In Lombardia sono complessivamente oltre 165'000 le persone che hanno una licenza per il porto d'armi, il che rappresenta il 5% in più rispetto al 2015. Questa cifra è stata riportata oggi da Il Caffè, che parla di "province di confine super armate".
Quella in cima alla classifica è Brescia, con più di 48'000 permessi segue Milano con oltre 39'000. Ma anche Como e Varese, decisamente più piccole, non scherzano: sono infatti state censite rispettivamente 9'051 e 3'753 armi.
Secondo gli esperti, interpellati dal domenicale, l'aumento di richieste per fucili e pistole da tiro sportivo o da caccia nascondono, nemmeno troppo, la volontà di avere un'arma in casa per questioni di sicurezza.

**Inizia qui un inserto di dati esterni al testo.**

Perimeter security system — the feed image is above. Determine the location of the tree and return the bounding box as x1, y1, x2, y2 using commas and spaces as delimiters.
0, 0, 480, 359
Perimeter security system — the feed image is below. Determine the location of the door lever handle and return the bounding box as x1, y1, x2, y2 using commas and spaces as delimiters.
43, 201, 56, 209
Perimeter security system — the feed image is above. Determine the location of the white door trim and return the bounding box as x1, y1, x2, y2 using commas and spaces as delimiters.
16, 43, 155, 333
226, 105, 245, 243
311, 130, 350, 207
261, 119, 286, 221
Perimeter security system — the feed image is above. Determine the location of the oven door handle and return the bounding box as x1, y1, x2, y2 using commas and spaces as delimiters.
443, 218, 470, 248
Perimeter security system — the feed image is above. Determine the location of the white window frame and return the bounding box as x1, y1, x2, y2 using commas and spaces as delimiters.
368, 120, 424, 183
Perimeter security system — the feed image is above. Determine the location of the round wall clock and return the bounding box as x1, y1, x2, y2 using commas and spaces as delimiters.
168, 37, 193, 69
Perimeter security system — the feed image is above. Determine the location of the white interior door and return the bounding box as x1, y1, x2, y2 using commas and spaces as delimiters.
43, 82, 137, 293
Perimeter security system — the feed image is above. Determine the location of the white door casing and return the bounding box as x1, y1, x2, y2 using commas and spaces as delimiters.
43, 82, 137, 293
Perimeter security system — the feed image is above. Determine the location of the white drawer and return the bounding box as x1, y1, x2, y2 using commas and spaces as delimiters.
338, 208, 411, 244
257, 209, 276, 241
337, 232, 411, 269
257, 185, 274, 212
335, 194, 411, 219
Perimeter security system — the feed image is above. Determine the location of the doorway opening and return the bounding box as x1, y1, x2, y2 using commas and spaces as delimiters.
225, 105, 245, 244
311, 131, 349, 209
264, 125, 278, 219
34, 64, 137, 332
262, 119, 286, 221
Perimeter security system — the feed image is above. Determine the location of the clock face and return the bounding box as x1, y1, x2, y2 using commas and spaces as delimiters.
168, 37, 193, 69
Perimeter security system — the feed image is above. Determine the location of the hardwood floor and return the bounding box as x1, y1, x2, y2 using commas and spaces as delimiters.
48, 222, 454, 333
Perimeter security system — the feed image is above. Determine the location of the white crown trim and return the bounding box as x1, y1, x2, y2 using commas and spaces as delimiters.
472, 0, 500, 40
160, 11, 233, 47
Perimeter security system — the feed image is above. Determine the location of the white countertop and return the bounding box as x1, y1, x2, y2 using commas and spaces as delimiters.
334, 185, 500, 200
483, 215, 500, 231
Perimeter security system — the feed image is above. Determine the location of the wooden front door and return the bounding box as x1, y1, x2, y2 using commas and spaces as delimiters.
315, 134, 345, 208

La situazione in Svizzera e in Ticino
Per quanto riguarda il numero di armi registrate, il Ticino è quarto in classifica a livello nazionale con 50'000. Al primo posto c'è il Canton Vaud, con oltre 125'000, segue Zurigo con 120'000 e terzo Ginevra con 107'000. Questi sono i dati forniti dai registri cantonali, perché - come spiega a Il Caffè Amanda Gavilanes, segretaria del Gruppo svizzero senza esercito - in Svizzera manca un data-base nazionale, che possa fornire una istantanea precisa sulla situazione nel Paese. Un registro nazionale sarebbe dovuto diventare operativo da quest'anno, ma poi tutto è naufragato. "È inconcepibile - aggiunge Gavilanes - che non esista uno strumento unico di classificazione, tra armi sportive, da caccia o per altri usi".
Ufficialmente, sempre secondo i dati forniti dal domenicale, le armi che circolano nella Confederazione sono circa 2 milioni, incluse le ben 26'000 registrate lo scorso anno.